Let’s talk about Rechargeable Debit Cards and Banking Fees
I bought a new car a few years ago and it of course came with a free trial to SiriusXM (th-eriously-therious-xm). Now as you undoubtedly know three of a zillion problems with th-eriously-therious-xm is that its outrageously expensive outside of a “trial”, it’s impossible to cancel, and they rival the car warranty people for being annoying A.F.
Sooo I began doing what any American would do… Purchasing onetime use visa gift cards to take advantage of the random cheap trials/extensions and when the gift card ran out, walking off and not answering my google number when they tried to crank the monthly fee to $2X.xx dollars a month.
Being a proper monopolistic profiteering enterprise they forbid the use of non therious gift cards to pay for the membership. You maybe thinking to yourself, so buy a Sirius gift card and move on. You still need a valid CC number unfortunately.
This (finally) brings us to the purpose of this article: to complain about another proper profiteering enterprise, banks! For my latest scheme I decided to purchase a rechargeable debit card.
That will show those therious thugs! I will still get the trial and have the ability to walk off without them being able to magically get the bank to re-route the charges to a replacement card number. Because you know, service disruptions. I purchased one of these rechargeable debit cards get home, try to active it and am immediately met with this bank’s own range of highly probing questions to activate the card. They of course decided my google number wasn’t a valid phone number too but I was able to activate the card without it just in reduced usage mode.
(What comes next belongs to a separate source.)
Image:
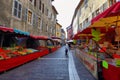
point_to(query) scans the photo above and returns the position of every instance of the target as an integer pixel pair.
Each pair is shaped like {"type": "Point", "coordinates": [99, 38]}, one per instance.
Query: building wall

I head back over to the therious website for the 50th time, amazingly getting everything settled and to a confirm screen. Sweet!
It is at this time that I decided to login to the card’s status page to make sure they only took five bucks. To my unsurprised dismay there was $13 missing. I am like ok that’s interesting. Not the full therious amount but way more than five bucks.
It turns out this freaking “bank” charges an EIGHT dollar monthly “service” fee.
So now I am like “F” these capitalist dogs got me all while the Mrs. is laughing at me. I take out the card packaging to see it say NO MONTHLY SERVICE FEE with qualifying initial load of $200 in tiny print.
Alas, it’s a dog eat dog world out there. I’ll get em next time. My pain is your gain though. Make sure to check for the fee and if there is a way to wave it. By the way, you can’t purchase one of these cards with a credit card. I thankfully had enough cash with me to be able to purchase the card.